A little over a week ago, avestriel, my gateway box, suddenly began losing its mind.
The first symptom was the apparently-spontaneous corruption of a Cyrus database, resulting in an inability to recieve new mail and the spewing of approximately 1 GB of data into /var/log/messages in the space of a few hours. (Oops. Suddenly, putting /var/log on a separate partition, or quota-limiting it, doesn’t seem as ragingly paranoid as it once did.)
This was concomitant with corruption of the filesystem itself, requiring me to boot from an installation CD and give myself a crash course in the use of reiserfstools. Two hours of nailbiting later, the filesystem was apparently recovered fully. Score a few more points for Hans Reiser. I rebooted back into the OS, and all was seemingly well.
I built smartmontools, which reported a single SMART error, but one which could credibly have resulted from host-side problems, and nothing that indicated imminent mechanical drive death. The system’s overall problems proved persistent, however: random and irreproducible segmentation faults while building packages, further corruption of Cyrus data, and the occasional outright lockup.
This was distressing, to say the least, on two fronts: first, avestriel had been performing flawlessly since I built it, a year and a half ago; second, partly because of that, I’d come to rely on it for a great deal of my communication with the outside world: e-mail and telephony, in addition to mundane web browsing and SSH’ing to work.
On Sunday, having grown tired of crossing my fingers and hoping for the best every time I rebooted, and thinking that the random segfaults hinted at memory problems, I pulled all three 256-MB DIMMs, replacing them with a single 256-MB unit.
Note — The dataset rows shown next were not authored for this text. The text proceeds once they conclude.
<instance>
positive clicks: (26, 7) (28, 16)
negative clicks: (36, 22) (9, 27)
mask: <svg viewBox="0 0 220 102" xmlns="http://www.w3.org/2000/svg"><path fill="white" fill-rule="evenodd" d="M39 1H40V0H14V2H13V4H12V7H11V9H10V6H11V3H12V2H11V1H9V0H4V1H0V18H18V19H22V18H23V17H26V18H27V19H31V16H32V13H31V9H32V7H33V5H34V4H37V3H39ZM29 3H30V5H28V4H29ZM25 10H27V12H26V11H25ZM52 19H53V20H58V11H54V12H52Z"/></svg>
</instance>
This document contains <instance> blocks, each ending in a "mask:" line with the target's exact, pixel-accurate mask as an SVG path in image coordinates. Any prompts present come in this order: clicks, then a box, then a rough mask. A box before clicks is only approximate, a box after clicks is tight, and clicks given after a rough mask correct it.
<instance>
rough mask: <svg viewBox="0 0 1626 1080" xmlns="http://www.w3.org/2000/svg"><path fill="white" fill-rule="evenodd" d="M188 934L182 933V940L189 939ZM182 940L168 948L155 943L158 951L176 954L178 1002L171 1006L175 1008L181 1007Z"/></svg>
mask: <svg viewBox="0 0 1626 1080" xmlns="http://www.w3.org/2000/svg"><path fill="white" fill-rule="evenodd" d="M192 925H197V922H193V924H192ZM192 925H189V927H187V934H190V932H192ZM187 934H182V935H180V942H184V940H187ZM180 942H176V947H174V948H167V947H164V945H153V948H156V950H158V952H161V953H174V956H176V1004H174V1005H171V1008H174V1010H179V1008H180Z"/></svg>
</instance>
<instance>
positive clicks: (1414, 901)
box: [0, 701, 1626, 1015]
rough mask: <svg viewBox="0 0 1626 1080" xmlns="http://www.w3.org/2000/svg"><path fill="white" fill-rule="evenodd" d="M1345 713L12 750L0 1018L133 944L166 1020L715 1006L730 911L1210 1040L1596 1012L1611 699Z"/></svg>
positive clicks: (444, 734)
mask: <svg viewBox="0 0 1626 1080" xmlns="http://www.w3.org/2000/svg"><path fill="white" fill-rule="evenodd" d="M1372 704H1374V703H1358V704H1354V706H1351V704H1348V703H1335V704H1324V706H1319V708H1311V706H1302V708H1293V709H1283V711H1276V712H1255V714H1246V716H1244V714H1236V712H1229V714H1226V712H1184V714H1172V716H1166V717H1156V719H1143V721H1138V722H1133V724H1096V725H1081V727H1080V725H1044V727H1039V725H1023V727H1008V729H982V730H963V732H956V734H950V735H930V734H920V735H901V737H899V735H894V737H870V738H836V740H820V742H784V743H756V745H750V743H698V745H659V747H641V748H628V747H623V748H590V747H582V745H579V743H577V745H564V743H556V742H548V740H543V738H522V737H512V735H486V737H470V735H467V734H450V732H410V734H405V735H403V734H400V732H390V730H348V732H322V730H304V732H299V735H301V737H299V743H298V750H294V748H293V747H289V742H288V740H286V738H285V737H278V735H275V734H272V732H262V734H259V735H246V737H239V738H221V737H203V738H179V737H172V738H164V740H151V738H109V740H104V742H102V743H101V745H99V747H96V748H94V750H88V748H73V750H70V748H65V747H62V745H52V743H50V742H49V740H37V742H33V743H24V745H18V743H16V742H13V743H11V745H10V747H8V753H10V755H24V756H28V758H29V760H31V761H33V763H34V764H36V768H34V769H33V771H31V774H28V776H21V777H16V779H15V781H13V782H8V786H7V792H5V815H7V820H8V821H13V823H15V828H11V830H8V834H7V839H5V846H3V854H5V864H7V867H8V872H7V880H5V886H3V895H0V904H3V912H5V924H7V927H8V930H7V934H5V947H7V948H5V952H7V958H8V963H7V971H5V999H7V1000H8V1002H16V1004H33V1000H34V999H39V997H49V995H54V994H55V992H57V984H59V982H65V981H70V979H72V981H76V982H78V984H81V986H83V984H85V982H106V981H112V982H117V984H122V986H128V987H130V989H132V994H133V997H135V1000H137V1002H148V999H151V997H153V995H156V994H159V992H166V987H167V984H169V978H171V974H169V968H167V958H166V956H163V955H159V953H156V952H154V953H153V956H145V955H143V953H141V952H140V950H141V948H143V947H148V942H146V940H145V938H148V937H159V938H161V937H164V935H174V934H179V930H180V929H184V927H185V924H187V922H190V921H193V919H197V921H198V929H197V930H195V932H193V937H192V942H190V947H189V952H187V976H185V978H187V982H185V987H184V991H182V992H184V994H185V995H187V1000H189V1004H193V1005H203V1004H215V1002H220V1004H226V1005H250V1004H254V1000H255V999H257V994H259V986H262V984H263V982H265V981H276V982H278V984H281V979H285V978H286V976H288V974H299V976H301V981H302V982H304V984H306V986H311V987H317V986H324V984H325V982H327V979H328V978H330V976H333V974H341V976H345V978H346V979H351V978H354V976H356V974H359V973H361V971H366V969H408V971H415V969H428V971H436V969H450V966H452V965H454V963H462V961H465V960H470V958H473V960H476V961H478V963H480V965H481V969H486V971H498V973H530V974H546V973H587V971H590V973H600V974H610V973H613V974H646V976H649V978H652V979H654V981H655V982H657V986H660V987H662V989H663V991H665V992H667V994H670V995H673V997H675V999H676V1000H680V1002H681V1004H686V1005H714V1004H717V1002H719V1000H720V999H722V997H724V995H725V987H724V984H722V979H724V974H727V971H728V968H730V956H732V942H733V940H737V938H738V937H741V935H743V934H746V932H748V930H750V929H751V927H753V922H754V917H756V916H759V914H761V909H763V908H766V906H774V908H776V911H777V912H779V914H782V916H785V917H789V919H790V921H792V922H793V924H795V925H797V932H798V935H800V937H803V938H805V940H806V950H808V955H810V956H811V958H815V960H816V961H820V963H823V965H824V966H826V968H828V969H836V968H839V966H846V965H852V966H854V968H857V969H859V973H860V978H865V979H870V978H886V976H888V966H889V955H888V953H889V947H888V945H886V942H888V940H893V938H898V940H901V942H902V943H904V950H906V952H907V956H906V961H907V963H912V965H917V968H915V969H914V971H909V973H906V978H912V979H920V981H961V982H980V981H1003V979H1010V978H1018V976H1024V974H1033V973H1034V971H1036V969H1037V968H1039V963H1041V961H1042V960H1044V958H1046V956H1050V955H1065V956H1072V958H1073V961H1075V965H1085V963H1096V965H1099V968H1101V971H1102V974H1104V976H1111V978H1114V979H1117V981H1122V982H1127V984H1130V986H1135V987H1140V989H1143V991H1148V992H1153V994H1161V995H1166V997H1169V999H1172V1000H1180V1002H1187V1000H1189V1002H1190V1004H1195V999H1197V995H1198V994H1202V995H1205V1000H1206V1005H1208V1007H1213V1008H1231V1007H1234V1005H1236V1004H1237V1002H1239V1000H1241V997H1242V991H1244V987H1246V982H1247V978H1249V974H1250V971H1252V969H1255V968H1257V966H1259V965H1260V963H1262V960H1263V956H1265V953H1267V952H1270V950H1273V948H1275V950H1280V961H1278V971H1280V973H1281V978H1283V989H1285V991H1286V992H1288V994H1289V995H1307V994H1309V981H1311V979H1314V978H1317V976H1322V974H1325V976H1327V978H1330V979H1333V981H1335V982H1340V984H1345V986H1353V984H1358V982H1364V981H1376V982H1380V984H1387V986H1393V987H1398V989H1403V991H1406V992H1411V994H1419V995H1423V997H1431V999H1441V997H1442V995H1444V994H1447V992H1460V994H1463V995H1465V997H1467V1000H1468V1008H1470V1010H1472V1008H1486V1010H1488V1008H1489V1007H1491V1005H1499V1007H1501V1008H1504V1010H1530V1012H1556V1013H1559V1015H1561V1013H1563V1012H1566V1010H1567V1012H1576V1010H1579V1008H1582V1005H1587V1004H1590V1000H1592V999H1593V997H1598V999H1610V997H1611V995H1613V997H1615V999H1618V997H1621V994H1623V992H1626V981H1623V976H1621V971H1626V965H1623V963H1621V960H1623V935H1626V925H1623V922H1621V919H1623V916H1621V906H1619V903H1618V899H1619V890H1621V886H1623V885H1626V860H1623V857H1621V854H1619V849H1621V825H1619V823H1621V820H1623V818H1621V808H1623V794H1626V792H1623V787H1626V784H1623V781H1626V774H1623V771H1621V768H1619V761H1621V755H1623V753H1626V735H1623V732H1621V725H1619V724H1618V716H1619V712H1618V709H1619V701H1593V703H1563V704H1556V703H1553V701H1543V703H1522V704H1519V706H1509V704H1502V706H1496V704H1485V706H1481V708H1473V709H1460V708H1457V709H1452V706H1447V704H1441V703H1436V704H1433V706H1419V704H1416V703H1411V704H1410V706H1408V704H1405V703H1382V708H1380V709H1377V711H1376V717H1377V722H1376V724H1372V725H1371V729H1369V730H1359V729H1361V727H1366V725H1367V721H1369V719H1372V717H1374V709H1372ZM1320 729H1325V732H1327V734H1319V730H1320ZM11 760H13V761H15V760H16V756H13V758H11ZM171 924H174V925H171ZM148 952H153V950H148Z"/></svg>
Today’s Thursday, and I’ve observed no problems with avestriel since. (This could simply mean that they’ve become crafty and are hiding, but I suspect not.) The conclusion, then, would appear obvious: bad memory, no?
Well, not quite. Because I promptly shoved the memory I’d just yanked from avestriel into another box, behemoth, and booted Memtest86+. That RAM has spent the last four days enduring a mind-numbingly repetetive succession of all the pattern-writes and -reads that could be thrown at it, so far without a single bit error.
Tentative conclusion: whack-ass electrical-contact problems. I’ll see what happens when I clean the pads and re-seat the original memory, although I may not do that until avestriel is relieved from its current, crucial post as intermediary between me and the outside world.
Things I learned from this experience:
- GNU ls, when passed the --si flag, knows how to display a file size in petabytes. I really didn’t expect to learn that for a few more years. (Filesystem corruption is an amazing thing, I tell you.)
- A servicable way of recovering a corrupted Cyrus <user>.seen file is to use cvt_cyrusdb to convert it from skiplist to flat format and back again.
- It’s very important to make sure that said files are owned by user cyrus and group mail when you’re done with them.
- I really need to back up /home, /etc, and parts of /var on avestriel, like, yesterday.
A few people have wondered about avestriel’s name. All I can say is that the case I built it into is a bright, fire-engine red. (And its successor, ambriel, will be bright red, too, even though bright-yellow-and-powder-blue might be a more appropriate combination, given its namesake.)